Poco más se puede añadir en torno a estos primeros cómics de Conan, para eso ya están los extensos apéndices de Roy. Solo decir que esta edición me ha permitido disfrutar una vez más de unos tebeos inolvidables, y recordar cómo Barry W. Smith pasó con este trabajo de ser un artista más de los muchos influenciados por Jack Kirby, a convertirse él mismo en uno de los grandes. La prueba irrefutable de ello está en obras como La torre del elefante, ¡El que acecha en el interior! (Las Crónicas de Conan Vol. 1), El jardín del miedo, Villanos en la casa, La hija del Gigante de Hielo (Vol.2), o la que para muchos es el momento cumbre del británico en Conan, Clavos rojos (Vol.4).
Roy Thomas realiza una tarea que ya de por sí constituye una auténtica epopeya al combinar adaptaciones de relatos originales de Howard con otros de elaboración propia, creando un universo sólido y coherente. De hecho, me atrevería a afirmar que es su Conan y no el literario –por cierto, bastante más bárbaro que el de Roy- el que ha acabado trascendiendo como el icono cultural que la mayoría de gente conoce.
En mi opinión uno los puntos álgidos del escritor lo encontramos en La Guerra del Tarim (vols. 3 y 4), la primera saga de larga duración en que se vió envuelto el bárbaro. Pese a contar con más de treinta años, la historia -que se debe mayoritariamente a la pluma de Thomas- plantea algunas reflexiones en torno a la guerra y la religión absolutamente vigentes en un mundo asolado por fanatismos de todo signo.

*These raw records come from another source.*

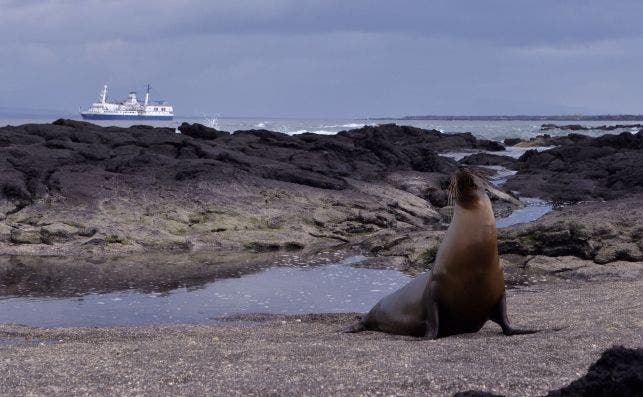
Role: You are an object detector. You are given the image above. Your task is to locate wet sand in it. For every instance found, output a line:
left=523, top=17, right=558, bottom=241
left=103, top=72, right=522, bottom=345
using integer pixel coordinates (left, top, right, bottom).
left=1, top=278, right=641, bottom=396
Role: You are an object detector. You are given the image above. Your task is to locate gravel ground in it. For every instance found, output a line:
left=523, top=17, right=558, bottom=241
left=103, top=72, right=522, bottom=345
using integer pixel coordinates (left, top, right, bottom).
left=0, top=278, right=641, bottom=396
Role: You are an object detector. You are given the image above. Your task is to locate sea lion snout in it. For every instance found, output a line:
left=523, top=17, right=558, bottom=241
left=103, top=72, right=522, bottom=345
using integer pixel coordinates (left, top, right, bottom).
left=450, top=167, right=489, bottom=205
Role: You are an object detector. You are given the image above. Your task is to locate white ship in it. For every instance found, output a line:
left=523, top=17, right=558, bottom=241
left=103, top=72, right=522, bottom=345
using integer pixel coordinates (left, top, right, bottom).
left=80, top=84, right=174, bottom=120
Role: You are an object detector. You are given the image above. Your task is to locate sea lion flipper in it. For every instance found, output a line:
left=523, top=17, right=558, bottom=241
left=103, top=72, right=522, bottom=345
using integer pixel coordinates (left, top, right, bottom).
left=422, top=299, right=440, bottom=340
left=490, top=294, right=539, bottom=336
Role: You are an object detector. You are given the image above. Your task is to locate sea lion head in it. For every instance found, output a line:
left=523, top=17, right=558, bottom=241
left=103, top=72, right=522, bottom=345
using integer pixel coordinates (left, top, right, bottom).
left=448, top=167, right=491, bottom=208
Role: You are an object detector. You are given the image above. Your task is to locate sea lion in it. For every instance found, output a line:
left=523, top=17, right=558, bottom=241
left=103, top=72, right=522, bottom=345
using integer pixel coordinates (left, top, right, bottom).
left=345, top=167, right=536, bottom=338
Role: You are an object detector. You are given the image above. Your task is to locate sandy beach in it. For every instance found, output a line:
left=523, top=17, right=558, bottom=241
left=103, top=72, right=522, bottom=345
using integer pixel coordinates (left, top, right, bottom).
left=1, top=277, right=641, bottom=396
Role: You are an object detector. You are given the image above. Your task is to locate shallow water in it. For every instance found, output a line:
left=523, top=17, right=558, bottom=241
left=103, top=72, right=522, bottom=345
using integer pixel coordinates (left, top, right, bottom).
left=0, top=256, right=412, bottom=327
left=495, top=198, right=553, bottom=228
left=482, top=165, right=517, bottom=187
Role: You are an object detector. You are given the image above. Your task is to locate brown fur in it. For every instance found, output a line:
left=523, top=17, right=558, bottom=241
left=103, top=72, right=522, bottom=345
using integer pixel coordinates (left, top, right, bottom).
left=345, top=167, right=522, bottom=338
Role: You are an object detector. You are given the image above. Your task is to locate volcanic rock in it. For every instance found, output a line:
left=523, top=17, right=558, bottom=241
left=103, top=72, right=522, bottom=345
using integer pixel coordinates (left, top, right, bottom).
left=504, top=131, right=642, bottom=202
left=3, top=120, right=521, bottom=256
left=545, top=346, right=643, bottom=397
left=498, top=195, right=643, bottom=264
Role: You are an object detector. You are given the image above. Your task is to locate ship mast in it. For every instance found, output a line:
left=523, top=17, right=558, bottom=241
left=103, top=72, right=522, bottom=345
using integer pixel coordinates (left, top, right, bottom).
left=144, top=84, right=151, bottom=106
left=100, top=85, right=108, bottom=104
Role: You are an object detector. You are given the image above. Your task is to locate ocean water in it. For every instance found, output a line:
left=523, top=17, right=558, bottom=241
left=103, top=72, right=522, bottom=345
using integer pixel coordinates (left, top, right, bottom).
left=1, top=115, right=641, bottom=141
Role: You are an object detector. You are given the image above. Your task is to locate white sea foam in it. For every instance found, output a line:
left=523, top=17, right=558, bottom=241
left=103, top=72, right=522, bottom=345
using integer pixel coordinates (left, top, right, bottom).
left=439, top=146, right=555, bottom=162
left=200, top=114, right=220, bottom=129
left=503, top=146, right=555, bottom=158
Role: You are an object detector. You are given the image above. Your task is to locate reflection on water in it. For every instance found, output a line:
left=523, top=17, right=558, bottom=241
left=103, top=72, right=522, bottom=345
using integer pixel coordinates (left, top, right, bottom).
left=496, top=197, right=553, bottom=228
left=0, top=256, right=411, bottom=328
left=482, top=165, right=517, bottom=187
left=0, top=252, right=283, bottom=298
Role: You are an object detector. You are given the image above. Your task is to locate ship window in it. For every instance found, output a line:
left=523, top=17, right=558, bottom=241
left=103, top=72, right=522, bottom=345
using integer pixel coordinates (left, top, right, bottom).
left=161, top=107, right=165, bottom=111
left=154, top=107, right=158, bottom=111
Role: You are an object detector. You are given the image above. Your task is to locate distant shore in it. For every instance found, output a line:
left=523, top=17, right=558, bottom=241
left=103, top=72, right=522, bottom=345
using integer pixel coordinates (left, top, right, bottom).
left=381, top=114, right=643, bottom=121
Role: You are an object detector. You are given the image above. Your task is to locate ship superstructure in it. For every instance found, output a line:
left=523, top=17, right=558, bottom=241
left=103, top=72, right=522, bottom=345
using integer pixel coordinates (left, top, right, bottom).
left=80, top=85, right=174, bottom=120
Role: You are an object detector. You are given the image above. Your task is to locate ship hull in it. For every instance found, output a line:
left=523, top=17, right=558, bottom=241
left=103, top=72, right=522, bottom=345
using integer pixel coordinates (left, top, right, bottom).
left=80, top=113, right=173, bottom=121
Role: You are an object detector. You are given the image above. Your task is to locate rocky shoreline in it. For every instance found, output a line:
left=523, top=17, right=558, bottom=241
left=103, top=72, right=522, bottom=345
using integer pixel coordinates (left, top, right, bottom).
left=0, top=120, right=500, bottom=258
left=1, top=120, right=641, bottom=278
left=541, top=122, right=643, bottom=131
left=1, top=120, right=642, bottom=395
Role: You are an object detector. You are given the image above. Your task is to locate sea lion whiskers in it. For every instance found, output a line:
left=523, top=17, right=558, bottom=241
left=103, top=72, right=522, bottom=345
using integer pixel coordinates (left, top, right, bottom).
left=448, top=166, right=492, bottom=208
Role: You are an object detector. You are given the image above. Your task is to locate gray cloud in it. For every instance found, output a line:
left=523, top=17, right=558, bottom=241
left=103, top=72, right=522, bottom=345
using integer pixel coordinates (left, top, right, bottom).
left=1, top=0, right=642, bottom=117
left=3, top=1, right=643, bottom=45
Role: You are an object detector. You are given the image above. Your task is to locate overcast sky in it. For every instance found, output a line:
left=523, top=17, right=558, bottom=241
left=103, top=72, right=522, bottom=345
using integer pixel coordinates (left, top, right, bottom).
left=1, top=0, right=642, bottom=117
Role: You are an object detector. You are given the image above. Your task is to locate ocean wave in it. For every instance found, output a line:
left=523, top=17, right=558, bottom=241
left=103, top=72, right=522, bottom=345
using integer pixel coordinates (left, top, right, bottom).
left=312, top=130, right=337, bottom=135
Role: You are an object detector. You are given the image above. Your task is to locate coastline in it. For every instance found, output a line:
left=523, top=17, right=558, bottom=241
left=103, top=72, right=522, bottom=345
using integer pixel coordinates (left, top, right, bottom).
left=1, top=278, right=641, bottom=396
left=1, top=120, right=641, bottom=395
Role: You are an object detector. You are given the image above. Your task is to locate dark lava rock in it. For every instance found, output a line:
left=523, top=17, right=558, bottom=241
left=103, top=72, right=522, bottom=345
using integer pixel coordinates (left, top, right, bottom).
left=499, top=222, right=597, bottom=259
left=504, top=131, right=643, bottom=202
left=498, top=196, right=642, bottom=264
left=503, top=133, right=592, bottom=148
left=461, top=346, right=643, bottom=397
left=542, top=123, right=643, bottom=132
left=460, top=153, right=517, bottom=168
left=427, top=189, right=449, bottom=207
left=338, top=124, right=504, bottom=154
left=178, top=122, right=229, bottom=140
left=51, top=118, right=98, bottom=129
left=541, top=123, right=588, bottom=131
left=545, top=346, right=643, bottom=397
left=1, top=120, right=517, bottom=215
left=475, top=139, right=505, bottom=151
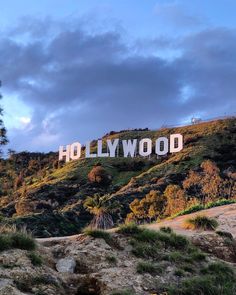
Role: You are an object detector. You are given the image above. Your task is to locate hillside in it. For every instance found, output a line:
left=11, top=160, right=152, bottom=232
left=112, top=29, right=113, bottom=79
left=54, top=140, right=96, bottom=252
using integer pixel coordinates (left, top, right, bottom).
left=0, top=117, right=235, bottom=237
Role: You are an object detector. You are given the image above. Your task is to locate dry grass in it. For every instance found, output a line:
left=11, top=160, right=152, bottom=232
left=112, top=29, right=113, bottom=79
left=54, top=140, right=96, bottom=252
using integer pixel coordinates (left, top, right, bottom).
left=184, top=215, right=219, bottom=231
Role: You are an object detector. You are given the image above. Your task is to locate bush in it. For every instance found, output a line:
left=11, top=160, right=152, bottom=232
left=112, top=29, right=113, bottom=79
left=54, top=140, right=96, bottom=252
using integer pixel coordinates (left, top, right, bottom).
left=11, top=232, right=36, bottom=251
left=118, top=223, right=142, bottom=235
left=167, top=262, right=236, bottom=295
left=83, top=229, right=121, bottom=249
left=0, top=235, right=12, bottom=251
left=131, top=240, right=162, bottom=260
left=0, top=230, right=36, bottom=252
left=160, top=226, right=173, bottom=234
left=216, top=230, right=233, bottom=240
left=136, top=261, right=163, bottom=275
left=185, top=215, right=218, bottom=230
left=174, top=199, right=236, bottom=218
left=88, top=164, right=111, bottom=186
left=106, top=255, right=117, bottom=264
left=28, top=252, right=43, bottom=266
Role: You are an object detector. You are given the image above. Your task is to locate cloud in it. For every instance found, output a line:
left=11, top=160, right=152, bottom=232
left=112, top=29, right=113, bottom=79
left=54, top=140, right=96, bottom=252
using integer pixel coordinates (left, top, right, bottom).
left=1, top=18, right=236, bottom=152
left=154, top=2, right=204, bottom=28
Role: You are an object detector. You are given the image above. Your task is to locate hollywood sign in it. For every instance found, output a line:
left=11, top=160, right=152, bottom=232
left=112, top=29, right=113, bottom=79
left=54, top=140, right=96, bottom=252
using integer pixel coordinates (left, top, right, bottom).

Es precisamente en el curso de esta saga que el gran John Buscema comienza su andadura en Conan. John nos va deleitar con grandes aventuras, empezando con el enfrentamiento final entre Conan y Kharam Akkahd (Vol. 4), además de brindarnos la imagen definitiva del personaje tal y como hiciera su tocayo Romita con cierto trepamuros. El dibujo de Buscema se beneficia del entintado de Ernie Chan, algo que paradójicamente no parecía agradar demasiado al dibujante.
Tampoco podemos olvidar las puntuales colaboraciones de artistas de la talla de Gil Kane o Neal Adams.
En fin, esto es solo una pequeña muestra de lo que hemos visto en los seis primeros volúmenes de Las Crónicas de Conan (en USA llevan ya once publicados), y en el futuro nos queda todavía material de gran calidad como la aplaudida saga de Conan junto a la Reina de la costa negra, Belit. Es cierto que con el tiempo Conan the Barbarian se acomodaría e incluso se tornaría algo monótona con alguna excepción como la trepidante Saga del Devorador de Almas, pero bueno, mientras siga apareciendo Crónicas, estoy dispuesto a darle una segunda oportunidad a todas aquellas historias. Es más, no me importaría que Dark Horse se planteara hacer algo parecido con el material de King Conan.

Aprovecho para dar las gracias a mi amigo Ximo, cuyo entusiasmo por las aventuras de Conan fue lo que me introdujo de lleno en la Era Hyboria.